Threshold value extracting method related to the present invention such as following:
1. fuzzy entropy method
In the change-detection threshold selecting algorithm, method based on fuzzy set and information-theoretical fuzzy entropy [8] is one of most widely used method, it is regarded differential image by the part (target) that changes and the part (background) of non-variation as and mixes, and determines the region of variation and the non-region of variation of differential image by minimizing entropy function.We come the differential expression information content of image with fuzzy entropy function H (X), and M * N is the size of differential image, x Ij(i, the gray-scale value of j) locating, μ are each pixel x to the expression point IjThe degree of membership that belongs to its region is defined by following formula
&mu; ( x ij ) = 1 1 + | x ij - &mu; 0 | / C , x ij < T 1 1 + | x ij - &mu; 1 | / C , x ij &GreaterEqual; T , - - - ( 1 )
In the formula, C is a normalized factor, makes 0.5≤μ (x Ij)≤1, μ 0And μ 1Be the average of object set and background collection, then the quantity of information H of differential image (X) expression formula is
H ( X ) = 1 MN ln 2 &Sigma; i = 1 M &Sigma; j = 1 N S ( &mu; ( x ij ) ) - - - ( 2 )
Wherein, s (μ) is the Shannon function, and its expression formula is
S(μ)=-μlnμ-(1-μ)ln(1-μ).???????????(3)
When the value of fuzzy entropy hour, the threshold value of this moment is optimal threshold T *, promptly
T *=argminH(T),0≤T≤255.???????????????(4)
2. based on the histogram-fitting method of mixed Gauss model:
In change-detection, can regard the histogram of differential image by the pixel that changes and the pixel two class Gauss models of non-variation as to mix, see accompanying drawing 1.With the histogram information of h (x) expression differential image, P (C i) be the prior probability of i class, then the probability density function that calculates according to the gray-scale value of differential image is
P ( x ) = &Sigma; i = 1 2 P ( C i ) P ( x / C i ) , - - - ( 5 )
Wherein
P ( x / C i ) = 1 2 &pi; &sigma; i exp [ - ( x - &mu; i ) 2 2 &sigma; i ] . - - - ( 6 )

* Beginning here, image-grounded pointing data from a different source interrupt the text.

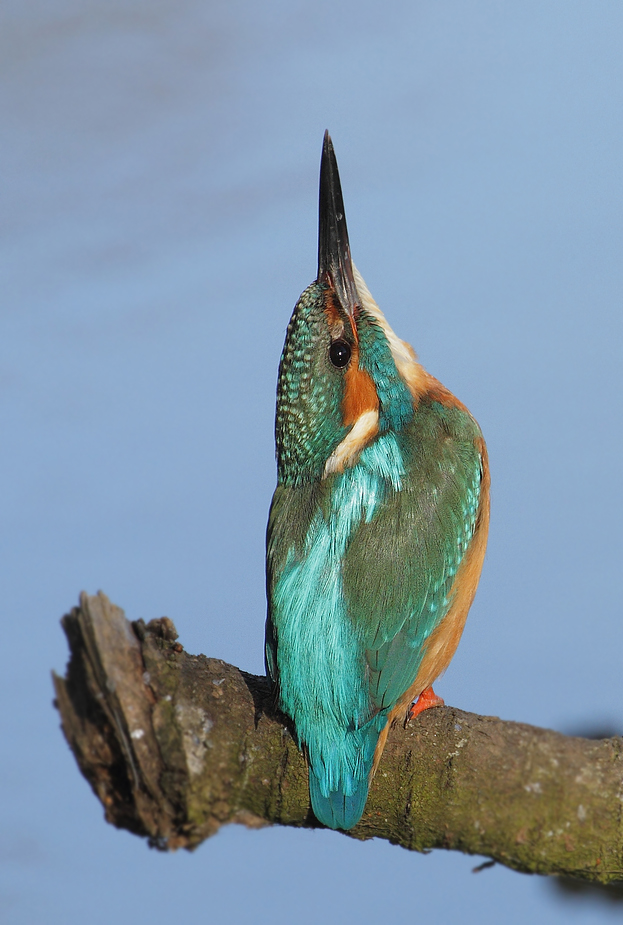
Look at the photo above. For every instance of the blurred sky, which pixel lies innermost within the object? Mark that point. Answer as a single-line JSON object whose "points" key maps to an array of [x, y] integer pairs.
{"points": [[159, 167]]}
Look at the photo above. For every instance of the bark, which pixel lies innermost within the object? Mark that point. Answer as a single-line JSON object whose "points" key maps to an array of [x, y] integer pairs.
{"points": [[177, 745]]}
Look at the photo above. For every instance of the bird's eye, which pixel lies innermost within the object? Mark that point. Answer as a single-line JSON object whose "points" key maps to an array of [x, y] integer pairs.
{"points": [[339, 353]]}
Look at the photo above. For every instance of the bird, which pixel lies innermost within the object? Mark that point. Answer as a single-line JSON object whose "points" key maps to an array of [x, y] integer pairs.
{"points": [[377, 528]]}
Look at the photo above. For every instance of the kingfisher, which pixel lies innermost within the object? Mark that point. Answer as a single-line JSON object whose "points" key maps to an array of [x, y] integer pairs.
{"points": [[377, 528]]}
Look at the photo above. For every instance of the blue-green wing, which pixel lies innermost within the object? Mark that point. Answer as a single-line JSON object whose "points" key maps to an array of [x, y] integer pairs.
{"points": [[400, 565]]}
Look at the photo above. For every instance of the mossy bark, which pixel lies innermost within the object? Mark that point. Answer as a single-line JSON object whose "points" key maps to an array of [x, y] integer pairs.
{"points": [[176, 745]]}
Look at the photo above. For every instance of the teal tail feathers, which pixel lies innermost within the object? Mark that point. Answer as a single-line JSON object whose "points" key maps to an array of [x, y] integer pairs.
{"points": [[339, 776], [338, 811]]}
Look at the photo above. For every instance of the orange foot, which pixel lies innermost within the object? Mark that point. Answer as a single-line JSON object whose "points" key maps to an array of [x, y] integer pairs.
{"points": [[427, 699]]}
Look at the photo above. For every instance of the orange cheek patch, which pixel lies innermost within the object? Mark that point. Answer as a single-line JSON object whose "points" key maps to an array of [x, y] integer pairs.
{"points": [[359, 392]]}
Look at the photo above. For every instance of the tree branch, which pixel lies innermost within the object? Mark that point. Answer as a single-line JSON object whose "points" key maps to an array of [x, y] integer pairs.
{"points": [[176, 745]]}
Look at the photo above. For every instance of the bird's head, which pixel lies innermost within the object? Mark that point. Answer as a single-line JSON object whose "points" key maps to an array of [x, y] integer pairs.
{"points": [[343, 376]]}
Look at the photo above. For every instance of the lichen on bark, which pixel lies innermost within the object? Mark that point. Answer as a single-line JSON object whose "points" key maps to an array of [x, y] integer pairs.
{"points": [[177, 745]]}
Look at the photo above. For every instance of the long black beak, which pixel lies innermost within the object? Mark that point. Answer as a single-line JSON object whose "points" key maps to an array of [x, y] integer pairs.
{"points": [[335, 266]]}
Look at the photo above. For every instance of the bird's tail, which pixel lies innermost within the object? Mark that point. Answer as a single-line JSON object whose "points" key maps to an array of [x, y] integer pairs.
{"points": [[338, 785]]}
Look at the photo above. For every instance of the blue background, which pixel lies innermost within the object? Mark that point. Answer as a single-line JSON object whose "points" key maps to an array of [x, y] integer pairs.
{"points": [[158, 216]]}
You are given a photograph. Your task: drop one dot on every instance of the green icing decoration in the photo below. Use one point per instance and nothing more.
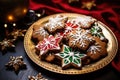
(97, 31)
(70, 56)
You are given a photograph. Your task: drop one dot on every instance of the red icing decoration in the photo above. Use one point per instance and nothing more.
(69, 27)
(50, 43)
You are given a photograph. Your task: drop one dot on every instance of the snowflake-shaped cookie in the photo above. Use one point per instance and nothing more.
(69, 26)
(97, 31)
(70, 57)
(50, 43)
(40, 33)
(97, 50)
(80, 39)
(55, 23)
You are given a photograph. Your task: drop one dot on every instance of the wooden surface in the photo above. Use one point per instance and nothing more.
(107, 73)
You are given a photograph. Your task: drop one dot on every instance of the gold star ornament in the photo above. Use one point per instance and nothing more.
(16, 63)
(6, 44)
(17, 33)
(37, 77)
(88, 5)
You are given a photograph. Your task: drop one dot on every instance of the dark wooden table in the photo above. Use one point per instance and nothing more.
(107, 73)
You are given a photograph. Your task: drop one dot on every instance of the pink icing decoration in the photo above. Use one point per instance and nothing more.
(70, 26)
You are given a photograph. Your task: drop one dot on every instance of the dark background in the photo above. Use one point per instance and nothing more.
(107, 73)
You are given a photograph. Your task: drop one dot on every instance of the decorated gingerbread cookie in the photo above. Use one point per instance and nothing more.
(80, 39)
(83, 21)
(55, 23)
(70, 57)
(39, 33)
(70, 42)
(97, 50)
(97, 31)
(48, 44)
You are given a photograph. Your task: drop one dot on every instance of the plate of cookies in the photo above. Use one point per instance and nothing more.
(70, 43)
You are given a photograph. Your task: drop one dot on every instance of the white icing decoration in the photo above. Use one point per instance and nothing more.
(97, 31)
(70, 56)
(41, 31)
(55, 22)
(69, 28)
(94, 48)
(83, 20)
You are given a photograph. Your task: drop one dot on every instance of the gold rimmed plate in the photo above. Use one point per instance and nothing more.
(112, 49)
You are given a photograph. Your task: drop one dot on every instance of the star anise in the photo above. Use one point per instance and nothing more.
(88, 5)
(71, 1)
(16, 33)
(7, 43)
(37, 77)
(16, 63)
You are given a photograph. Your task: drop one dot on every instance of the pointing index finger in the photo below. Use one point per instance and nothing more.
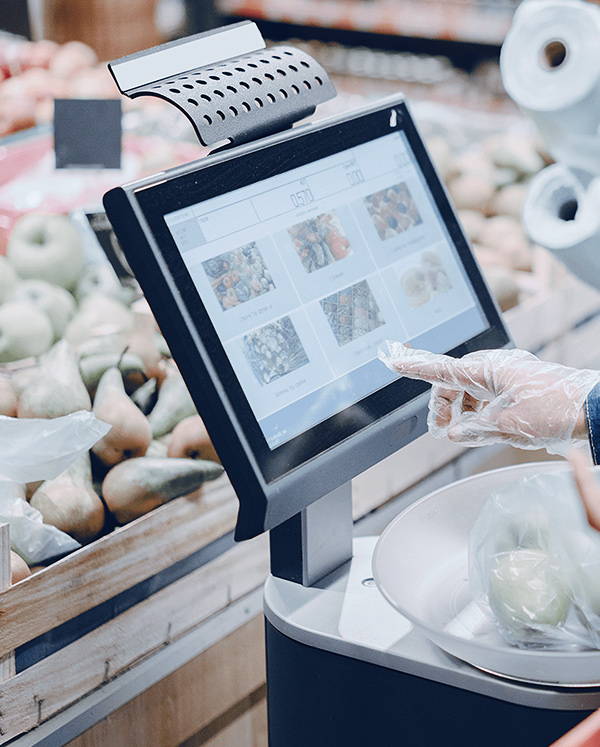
(424, 365)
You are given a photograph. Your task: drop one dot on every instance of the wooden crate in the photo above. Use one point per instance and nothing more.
(84, 620)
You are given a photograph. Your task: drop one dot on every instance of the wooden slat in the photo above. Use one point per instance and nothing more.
(114, 563)
(7, 662)
(37, 693)
(199, 694)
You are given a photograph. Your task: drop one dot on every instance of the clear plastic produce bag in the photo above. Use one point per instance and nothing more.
(33, 449)
(534, 564)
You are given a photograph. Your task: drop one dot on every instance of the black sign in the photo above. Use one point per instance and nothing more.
(87, 133)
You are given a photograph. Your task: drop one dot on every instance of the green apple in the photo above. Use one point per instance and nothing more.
(526, 590)
(25, 331)
(8, 278)
(101, 278)
(47, 247)
(55, 301)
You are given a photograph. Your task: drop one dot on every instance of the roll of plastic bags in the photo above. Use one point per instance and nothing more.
(550, 67)
(561, 212)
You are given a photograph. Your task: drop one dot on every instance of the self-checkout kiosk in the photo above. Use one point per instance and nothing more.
(276, 267)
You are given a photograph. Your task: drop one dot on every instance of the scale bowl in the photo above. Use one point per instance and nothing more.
(420, 565)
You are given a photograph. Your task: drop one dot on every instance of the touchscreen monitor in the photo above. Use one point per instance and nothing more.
(276, 270)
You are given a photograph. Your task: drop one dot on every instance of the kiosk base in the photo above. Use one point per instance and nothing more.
(344, 669)
(317, 697)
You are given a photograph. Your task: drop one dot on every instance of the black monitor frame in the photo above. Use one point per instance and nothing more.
(273, 485)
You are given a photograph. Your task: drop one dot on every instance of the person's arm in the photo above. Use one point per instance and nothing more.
(502, 396)
(587, 487)
(592, 421)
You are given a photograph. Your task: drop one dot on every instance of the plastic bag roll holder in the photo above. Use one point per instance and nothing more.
(325, 618)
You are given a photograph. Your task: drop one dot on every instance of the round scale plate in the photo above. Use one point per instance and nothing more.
(420, 565)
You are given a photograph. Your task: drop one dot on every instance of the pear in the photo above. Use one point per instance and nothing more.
(70, 503)
(57, 388)
(8, 399)
(131, 366)
(137, 486)
(174, 403)
(131, 433)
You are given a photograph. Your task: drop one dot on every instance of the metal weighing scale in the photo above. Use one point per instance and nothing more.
(276, 267)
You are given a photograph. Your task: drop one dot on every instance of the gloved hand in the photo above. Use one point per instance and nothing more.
(499, 396)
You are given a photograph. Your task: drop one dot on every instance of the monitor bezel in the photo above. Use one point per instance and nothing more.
(137, 212)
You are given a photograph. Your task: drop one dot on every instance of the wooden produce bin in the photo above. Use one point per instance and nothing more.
(81, 622)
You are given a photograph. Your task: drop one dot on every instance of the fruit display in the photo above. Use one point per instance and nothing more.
(73, 338)
(486, 177)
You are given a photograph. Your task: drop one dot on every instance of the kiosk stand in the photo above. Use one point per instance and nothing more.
(276, 267)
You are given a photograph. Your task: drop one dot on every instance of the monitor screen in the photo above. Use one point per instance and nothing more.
(277, 269)
(304, 274)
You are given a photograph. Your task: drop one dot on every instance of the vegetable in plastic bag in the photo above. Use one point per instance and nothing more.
(33, 449)
(534, 564)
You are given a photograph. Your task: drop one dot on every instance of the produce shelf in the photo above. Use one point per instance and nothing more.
(458, 20)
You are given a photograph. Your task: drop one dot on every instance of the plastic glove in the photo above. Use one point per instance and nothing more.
(499, 396)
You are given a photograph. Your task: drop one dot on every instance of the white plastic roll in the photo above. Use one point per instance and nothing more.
(550, 66)
(561, 212)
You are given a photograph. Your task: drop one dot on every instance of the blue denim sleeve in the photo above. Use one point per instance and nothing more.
(592, 421)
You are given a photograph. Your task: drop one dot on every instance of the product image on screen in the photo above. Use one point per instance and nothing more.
(305, 273)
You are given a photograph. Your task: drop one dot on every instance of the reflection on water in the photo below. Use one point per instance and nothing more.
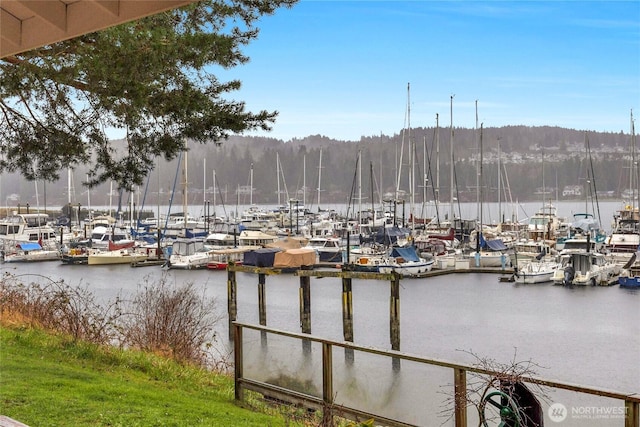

Adopt expectation maximum [12]Algorithm mixed Gauss model is separated mixed, shown in (7), (8) and (9), obtain the average and the variance of two Gauss models, thereby determine changing unit and non-changing unit.In fact, under two class Gauss models overlapped not serious situation, the optimal threshold between the two class Gauss models was exactly their intersection point.
P t ( C i ) = 1 xh ( x ) &Sigma; L h ( x ) P t - 1 ( C i ) P t - 1 ( x / C i ) P t - 1 ( x ) - - - ( 7 )
&mu; i t = &Sigma; L h ( x ) P t ( C i ) x &Sigma; L h ( x ) P t ( C i ) - - - ( 8 )
&sigma; i t = &Sigma; L h ( x ) P t ( C i ) ( x - &mu; i t ) 2 &Sigma; L h ( x ) P t ( C i ) - - - ( 9 )
The method for detecting change of remote sensing image that the present invention proposes comprises the steps:
At first, differential image is carried out preliminary extracting change information, determine a tonal range with the method for selection of threshold, the point in this tonal range is the point that whether changes to be determined, and the outer point of this tonal range then is to have determined whether the point that changes.Though when region of variation is excessive or too small, general threshold method can not be partitioned into change information and non-change information exactly, but the threshold value T that adopts general threshold method to determine can be used as a rational reference point, the zone of coming determining section to change and do not change.The pixel value x of ordering such as i on the differential image iIf, x iMore approaching with T, then can't judge whether to change; If fall far short, then can determine that this point changes or determine that this point does not change with bigger probability with T.If x iMuch larger than T, can think that then this point does not change; Otherwise, if x iMuch smaller than T, can think that then this point changes.Promptly near threshold value T, determine a tonal range (T 1, T 2), if the pixel value x that i is ordered iGreater than T 2, be labeled as and do not change; If x iLess than T 1, then be labeled as variation, as shown in Figure 2.By such processing, further reduced the spectrum complexity of differential image, made things convenient for choosing of subimage threshold value.For T 1And T 2Choose, can adopt (10) and (11) formula.Determining that grey scale pixel value is at (T 1, T 2) outside point after, this part the point of mark from differential image, remove.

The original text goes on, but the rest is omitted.